BAKU: Azerbaijan on Friday opened war crimes trials against Armenian separatists who led the breakaway Nagorno-Karabakh region before it was recaptured by Baku in a lightning offensive in 2023.
Azerbaijan’s seizure of the mountainous region ended nearly three decades of control by Armenian separatists, prompting the region’s entire ethnic Armenian population — more than 100,000 people — to flee.
Baku arrested several of the separatist leaders on charges of “planning, preparing and initiating” alleged war crimes, including torture, “waging an aggressive war” and the “deportation or forced displacement of the population.”
Armenia has denounced the separatist leaders’ arrests and demanded their liberation.
Two trials — one for 15 former officials, another for the region’s billionaire former leader Ruben Vardanyan — opened in the Azeri capital of Baku on Friday.
Among the 15 ex-officials are Karabakh’s former self-styled presidents, Arkady Ghukasyan, Bako Sahakyan and Araik Harutyunyan.
Hearings in both trials were held behind closed doors, with only Azeri state media allowed to view the proceedings.
Vardanyan is a former banker who made his fortune in Russia and then ruled the breakaway region between November 2022 and February 2023.
He has denied the charges — which could seem him jailed for life — and declared himself a “political prisoner.”
In a statement issued by his family on Thursday, he said: “I once again reiterate and state my complete innocence and the innocence of my Armenian compatriots also being held as political prisoners and demand an immediate end to this politically motivated case against us.”
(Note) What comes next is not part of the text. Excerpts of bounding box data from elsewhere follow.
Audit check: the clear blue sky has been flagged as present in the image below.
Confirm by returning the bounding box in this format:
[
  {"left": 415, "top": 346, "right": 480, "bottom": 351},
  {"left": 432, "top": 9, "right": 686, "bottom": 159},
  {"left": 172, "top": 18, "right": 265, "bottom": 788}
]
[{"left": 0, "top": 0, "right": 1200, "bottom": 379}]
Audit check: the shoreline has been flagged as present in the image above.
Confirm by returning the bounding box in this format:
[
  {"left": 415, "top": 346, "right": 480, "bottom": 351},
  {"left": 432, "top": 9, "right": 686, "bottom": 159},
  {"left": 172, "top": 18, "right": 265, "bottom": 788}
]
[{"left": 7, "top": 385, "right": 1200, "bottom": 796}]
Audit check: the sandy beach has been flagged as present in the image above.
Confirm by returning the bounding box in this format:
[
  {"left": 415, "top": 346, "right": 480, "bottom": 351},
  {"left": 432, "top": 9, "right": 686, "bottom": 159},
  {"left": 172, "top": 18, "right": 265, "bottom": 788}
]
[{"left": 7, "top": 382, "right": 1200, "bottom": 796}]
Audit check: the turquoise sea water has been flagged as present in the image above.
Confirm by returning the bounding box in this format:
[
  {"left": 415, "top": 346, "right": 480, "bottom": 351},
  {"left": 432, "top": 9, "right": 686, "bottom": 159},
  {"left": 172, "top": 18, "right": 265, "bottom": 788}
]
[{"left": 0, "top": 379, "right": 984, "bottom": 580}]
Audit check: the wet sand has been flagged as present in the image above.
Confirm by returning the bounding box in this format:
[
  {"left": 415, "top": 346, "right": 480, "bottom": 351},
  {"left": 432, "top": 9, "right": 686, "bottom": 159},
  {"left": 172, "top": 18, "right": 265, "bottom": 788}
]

The court rejected a request by his lawyers to merge the two trials, state media reported.
Karabakh is internationally recognized as part of Azerbaijan, but was controlled by pro-Armenian separatists for more than three decades.
The two Caucasus foes fought wars for control of the region at the end of the Soviet Union and again in 2020, before Azerbaijan seized the entire area in a 24-hour offensive in September 2023.
Armenia’s foreign ministry said last year that it would take “all possible steps to protect the rights” of those being put on trial, “including in international courts.”